Décret présidentiel sur la Protection de l’État : non, il n’y a pas inconstitutionnalité. La création récente d’un poste de Délégué chargé de la Direc
Décret présidentiel sur la Protection de l’État : non, il n’y a pas inconstitutionnalité
La création récente d’un poste de Délégué chargé de la Direction Nationale de la Protection de l’État par décret présidentiel n°25-034/PR du 02 mai 2025 a suscité des réactions critiques, certains invoquant une inconstitutionnalité au regard de l’article 91 de la Constitution. L’accusation mérite une réponse claire et juridiquement fondée.
1. Une lecture constitutionnelle rigoureuse de l’article 91
L’article 91 réserve à la loi la fixation des « principes fondamentaux de l'organisation générale de la défense et de la sécurité nationale ». Or, ce décret ne crée pas une autorité sécuritaire dotée de pouvoir répressif ou opérationnel, mais un poste administratif de coordination, rattaché à la Présidence.
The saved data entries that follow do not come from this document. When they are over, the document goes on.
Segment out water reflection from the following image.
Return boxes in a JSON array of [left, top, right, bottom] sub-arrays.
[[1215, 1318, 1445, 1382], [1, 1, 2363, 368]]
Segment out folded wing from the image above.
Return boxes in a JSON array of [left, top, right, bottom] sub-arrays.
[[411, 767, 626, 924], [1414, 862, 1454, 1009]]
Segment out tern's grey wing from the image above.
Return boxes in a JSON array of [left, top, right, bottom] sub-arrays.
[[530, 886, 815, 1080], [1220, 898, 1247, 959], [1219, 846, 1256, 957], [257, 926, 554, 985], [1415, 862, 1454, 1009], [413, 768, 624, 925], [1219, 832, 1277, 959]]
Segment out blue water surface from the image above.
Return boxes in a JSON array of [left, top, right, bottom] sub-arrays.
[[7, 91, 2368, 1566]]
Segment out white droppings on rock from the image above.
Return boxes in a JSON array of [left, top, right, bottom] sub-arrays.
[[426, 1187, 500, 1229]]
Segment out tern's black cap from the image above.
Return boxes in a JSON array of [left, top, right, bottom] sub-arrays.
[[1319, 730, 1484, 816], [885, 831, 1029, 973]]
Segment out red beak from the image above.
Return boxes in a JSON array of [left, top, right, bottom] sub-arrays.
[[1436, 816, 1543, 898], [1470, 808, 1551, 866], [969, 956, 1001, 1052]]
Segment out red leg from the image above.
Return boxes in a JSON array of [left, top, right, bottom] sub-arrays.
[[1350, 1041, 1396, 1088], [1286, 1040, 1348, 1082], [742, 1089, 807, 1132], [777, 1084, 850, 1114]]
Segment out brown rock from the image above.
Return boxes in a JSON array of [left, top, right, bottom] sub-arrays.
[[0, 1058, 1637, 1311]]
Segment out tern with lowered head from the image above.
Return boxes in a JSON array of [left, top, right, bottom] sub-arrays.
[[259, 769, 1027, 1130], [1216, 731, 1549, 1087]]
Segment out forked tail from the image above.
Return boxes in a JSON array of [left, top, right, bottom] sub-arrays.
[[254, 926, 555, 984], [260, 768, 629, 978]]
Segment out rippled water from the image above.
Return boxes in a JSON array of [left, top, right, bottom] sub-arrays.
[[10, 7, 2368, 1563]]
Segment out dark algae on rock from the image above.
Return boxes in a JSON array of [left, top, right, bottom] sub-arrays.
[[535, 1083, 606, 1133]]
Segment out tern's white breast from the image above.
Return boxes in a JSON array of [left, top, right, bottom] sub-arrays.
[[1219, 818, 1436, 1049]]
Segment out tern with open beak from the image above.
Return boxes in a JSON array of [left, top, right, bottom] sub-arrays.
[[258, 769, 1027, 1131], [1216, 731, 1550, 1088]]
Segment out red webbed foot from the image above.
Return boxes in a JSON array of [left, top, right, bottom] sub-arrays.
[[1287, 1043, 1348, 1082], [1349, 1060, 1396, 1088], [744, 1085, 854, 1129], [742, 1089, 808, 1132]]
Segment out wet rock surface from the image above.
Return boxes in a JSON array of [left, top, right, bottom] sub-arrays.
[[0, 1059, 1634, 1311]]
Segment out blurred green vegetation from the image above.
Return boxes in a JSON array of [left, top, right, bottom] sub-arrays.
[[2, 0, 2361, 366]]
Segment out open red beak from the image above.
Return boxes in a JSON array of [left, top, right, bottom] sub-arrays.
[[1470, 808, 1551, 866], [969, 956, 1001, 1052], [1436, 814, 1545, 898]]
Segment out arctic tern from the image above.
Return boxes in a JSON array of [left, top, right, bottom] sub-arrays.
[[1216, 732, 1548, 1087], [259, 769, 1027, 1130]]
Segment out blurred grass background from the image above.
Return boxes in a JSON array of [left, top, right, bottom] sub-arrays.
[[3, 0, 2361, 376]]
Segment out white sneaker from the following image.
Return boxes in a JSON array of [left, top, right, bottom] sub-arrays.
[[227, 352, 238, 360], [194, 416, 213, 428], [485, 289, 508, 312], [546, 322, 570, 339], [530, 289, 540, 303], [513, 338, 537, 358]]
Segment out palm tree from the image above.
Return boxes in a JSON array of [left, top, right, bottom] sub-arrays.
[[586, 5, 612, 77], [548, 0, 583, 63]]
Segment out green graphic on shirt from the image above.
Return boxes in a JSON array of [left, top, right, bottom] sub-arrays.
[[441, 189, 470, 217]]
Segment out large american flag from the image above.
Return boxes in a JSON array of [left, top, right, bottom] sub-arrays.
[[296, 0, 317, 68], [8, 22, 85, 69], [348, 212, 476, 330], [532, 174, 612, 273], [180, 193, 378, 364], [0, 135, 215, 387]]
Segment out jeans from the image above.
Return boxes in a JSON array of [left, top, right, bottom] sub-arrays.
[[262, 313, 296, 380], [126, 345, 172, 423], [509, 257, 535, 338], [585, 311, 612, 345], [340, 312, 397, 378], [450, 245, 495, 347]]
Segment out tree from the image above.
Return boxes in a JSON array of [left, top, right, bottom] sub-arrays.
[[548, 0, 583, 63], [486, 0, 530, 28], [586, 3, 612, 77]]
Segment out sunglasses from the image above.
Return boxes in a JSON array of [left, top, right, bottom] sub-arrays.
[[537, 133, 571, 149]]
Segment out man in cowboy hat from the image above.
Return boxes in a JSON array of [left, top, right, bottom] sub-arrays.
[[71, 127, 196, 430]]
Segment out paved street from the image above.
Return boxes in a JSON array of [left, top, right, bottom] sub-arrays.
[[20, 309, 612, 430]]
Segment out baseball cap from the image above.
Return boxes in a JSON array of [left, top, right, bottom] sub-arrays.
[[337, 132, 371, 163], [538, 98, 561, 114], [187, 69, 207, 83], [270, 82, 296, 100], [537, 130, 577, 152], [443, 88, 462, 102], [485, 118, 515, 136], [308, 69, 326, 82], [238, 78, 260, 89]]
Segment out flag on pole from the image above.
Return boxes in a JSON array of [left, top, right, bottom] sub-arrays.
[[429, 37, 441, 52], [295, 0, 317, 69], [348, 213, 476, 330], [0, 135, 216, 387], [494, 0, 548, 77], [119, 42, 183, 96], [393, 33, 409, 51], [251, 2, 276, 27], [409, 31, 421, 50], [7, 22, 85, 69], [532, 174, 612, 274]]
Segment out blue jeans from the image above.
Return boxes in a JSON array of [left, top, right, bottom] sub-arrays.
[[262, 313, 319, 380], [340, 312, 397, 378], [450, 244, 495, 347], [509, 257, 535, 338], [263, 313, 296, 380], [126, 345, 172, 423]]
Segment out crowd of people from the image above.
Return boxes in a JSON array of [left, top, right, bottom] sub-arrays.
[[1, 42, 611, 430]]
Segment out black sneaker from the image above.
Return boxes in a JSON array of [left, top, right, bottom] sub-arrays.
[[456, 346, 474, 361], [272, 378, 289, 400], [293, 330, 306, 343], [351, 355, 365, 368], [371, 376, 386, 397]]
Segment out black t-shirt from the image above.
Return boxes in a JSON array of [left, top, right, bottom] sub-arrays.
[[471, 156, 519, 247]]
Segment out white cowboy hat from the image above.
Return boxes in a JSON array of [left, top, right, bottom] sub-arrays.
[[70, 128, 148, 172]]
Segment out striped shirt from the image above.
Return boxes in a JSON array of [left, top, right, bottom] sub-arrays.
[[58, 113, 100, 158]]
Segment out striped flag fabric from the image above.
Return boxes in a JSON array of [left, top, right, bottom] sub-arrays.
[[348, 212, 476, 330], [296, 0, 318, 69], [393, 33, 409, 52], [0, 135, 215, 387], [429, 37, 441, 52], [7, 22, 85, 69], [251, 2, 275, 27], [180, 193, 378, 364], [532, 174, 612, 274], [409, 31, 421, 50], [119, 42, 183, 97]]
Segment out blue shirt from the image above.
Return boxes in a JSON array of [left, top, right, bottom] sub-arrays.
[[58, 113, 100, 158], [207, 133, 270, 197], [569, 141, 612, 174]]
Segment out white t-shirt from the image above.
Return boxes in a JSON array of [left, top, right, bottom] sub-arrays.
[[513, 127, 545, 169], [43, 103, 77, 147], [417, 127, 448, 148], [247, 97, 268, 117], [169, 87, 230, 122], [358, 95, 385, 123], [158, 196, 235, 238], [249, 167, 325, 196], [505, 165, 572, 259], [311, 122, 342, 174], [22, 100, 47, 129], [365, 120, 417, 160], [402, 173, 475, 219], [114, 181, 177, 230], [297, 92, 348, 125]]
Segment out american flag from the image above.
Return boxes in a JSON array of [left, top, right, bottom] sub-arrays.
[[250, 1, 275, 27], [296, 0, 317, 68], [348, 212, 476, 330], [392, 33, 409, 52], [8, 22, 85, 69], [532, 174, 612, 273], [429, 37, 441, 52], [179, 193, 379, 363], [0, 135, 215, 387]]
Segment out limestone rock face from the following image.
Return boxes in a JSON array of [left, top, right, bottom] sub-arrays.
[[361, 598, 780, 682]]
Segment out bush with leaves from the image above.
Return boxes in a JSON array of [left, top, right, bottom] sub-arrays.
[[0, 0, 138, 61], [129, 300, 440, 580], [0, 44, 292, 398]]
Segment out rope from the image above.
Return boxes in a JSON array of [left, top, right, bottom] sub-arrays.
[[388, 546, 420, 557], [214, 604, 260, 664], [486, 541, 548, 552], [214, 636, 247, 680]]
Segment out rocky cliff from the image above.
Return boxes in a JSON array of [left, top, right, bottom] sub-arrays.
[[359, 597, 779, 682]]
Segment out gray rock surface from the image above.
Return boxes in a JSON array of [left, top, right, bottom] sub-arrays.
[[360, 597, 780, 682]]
Il n’institue aucune prérogative nouvelle, mais met en œuvre, de manière fonctionnelle, les orientations législatives déjà existantes.
2. Une mesure conforme au droit constitutionnel organique
Ma réflexion se situe ici sur le terrain du droit constitutionnel organique : il s'agit de déterminer si, dès lors que la loi a défini les missions de protection de l'État, la création d'un outil administratif interne — même chargé d'une mission sensible — nécessite un acte législatif.
En l’espèce, le décret ne crée pas une nouvelle autorité de sécurité, mais un dispositif d’organisation interne, destiné à mieux coordonner la mise en œuvre d’une politique déjà encadrée par la loi. Dès lors qu’aucune disposition légale n’exige une habilitation parlementaire spécifique, le pouvoir réglementaire du Chef de l’État, constitutionnellement reconnu, suffit pleinement.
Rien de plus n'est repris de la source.